Peloponnese: Argos Archaeological Museum Ready to Reopen
The revamped archaeological museum of Argos in the Peloponnese and its upgraded display collection will soon reopen to the public, according to a recent Culture Ministry announcement.
The museum’s renovation plan will see one of its two buildings, the historic residence of General Dimitrios Kallergis, hosting administrative services while the adjacent more contemporary structure will house an updated display of its collections on all of its three levels, which will be fully accessible to all.
Furthermore, new digital technologies like audio descriptions, interactive applications and floor and wall projections will create an exhibition narrative where artefacts will be protected yet visually fully exposed by transparent materials, and categorized in thematic units.

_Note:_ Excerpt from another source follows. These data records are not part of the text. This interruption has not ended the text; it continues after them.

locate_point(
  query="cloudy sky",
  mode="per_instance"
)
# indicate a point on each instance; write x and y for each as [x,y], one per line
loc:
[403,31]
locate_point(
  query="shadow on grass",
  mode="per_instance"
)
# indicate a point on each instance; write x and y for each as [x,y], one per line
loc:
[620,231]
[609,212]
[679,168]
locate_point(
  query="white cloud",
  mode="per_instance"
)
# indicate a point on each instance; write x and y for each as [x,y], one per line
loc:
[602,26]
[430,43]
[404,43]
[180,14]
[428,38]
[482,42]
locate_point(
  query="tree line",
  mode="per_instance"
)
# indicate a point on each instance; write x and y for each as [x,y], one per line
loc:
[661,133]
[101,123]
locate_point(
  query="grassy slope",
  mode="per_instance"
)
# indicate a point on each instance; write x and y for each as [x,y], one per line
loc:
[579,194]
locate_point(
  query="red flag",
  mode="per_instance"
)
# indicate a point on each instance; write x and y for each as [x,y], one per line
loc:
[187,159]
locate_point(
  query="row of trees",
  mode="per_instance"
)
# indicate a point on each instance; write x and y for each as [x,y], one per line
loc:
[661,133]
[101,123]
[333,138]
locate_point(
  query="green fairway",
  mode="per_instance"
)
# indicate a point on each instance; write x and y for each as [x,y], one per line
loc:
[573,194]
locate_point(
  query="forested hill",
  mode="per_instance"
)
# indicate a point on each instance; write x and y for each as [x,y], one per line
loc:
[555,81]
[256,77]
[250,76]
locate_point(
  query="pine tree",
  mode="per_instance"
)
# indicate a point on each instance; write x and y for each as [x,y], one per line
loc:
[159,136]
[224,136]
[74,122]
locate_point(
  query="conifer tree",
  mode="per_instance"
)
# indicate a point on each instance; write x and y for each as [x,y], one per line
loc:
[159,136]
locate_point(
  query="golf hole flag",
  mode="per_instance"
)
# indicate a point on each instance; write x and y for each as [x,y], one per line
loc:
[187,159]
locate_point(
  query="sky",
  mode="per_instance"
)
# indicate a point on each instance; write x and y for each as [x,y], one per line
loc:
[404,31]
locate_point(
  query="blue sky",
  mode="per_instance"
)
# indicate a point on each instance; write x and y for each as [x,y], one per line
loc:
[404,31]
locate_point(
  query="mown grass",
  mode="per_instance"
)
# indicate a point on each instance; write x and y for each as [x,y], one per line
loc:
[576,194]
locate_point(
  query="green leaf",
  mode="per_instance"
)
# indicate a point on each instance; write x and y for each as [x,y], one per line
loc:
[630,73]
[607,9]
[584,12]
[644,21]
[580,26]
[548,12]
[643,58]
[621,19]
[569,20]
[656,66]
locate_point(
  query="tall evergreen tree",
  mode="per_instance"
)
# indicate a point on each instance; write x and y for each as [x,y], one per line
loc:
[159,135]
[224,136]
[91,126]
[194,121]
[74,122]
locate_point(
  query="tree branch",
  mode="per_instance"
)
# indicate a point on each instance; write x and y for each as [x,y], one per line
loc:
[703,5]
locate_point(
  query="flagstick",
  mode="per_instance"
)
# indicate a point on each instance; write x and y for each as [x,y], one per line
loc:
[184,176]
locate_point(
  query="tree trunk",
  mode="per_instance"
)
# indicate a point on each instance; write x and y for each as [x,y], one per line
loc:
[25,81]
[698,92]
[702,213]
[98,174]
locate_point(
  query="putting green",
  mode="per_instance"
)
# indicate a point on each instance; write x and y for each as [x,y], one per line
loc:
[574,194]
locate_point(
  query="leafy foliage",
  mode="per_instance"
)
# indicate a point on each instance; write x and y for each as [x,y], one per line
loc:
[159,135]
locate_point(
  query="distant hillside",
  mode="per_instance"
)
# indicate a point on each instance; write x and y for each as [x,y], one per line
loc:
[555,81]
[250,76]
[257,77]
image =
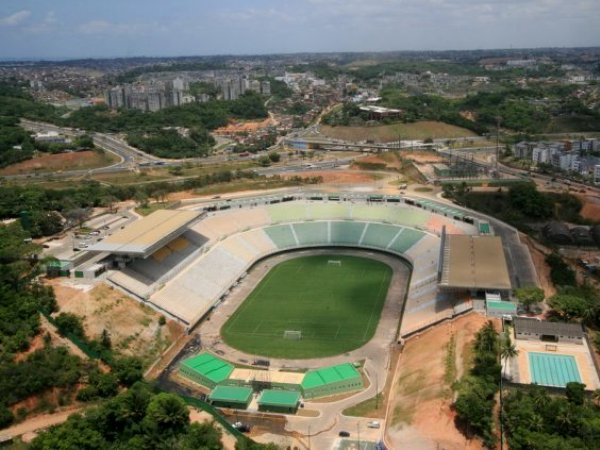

“The revamped Argos archaeological museum will allow visitors to embark on a journey that will help them understand the complex and rich political and social history of the ancient city,” said Culture Minister Lina Mendoni.
Since the 1960s, the museum has been housed in a building complex comprised of two distinctively different architectural structures: the neoclassical Kallergis residence built in 1830 and converted into a museum during 1956-1957 and the adjacent modernist wave 1959 building designed by Russian architect Youri Fomine.
The two structures will now be linked and both lead to the museum’s courtyard, which used to house inlaid mosaic tiles from 6th century AD Argos with depictions of the twelve months and scenes of hunting and Dionysian revels.
The old exhibition in the museum included finds, mostly pieces of pottery and sculpture, from the excavations of the current Ephorate of Antiquities of Argolis and the French Archaeological School at the prehistoric settlement of Aspida, the Mycenaean necropolis at Deirada, the ancient agora, the Argos theatre, the Roman baths, as well as the excavations of the American School of Classical Studies in Lerna.
According to Mendoni, the revamped Archaeological Museum together with the local Byzantine Museum and Epigraphic Museum will create a unique cultural park worthy of Argos’ long history.
The museum had been closed since 2014, with renovation works jointly funded by Greece and the European Union.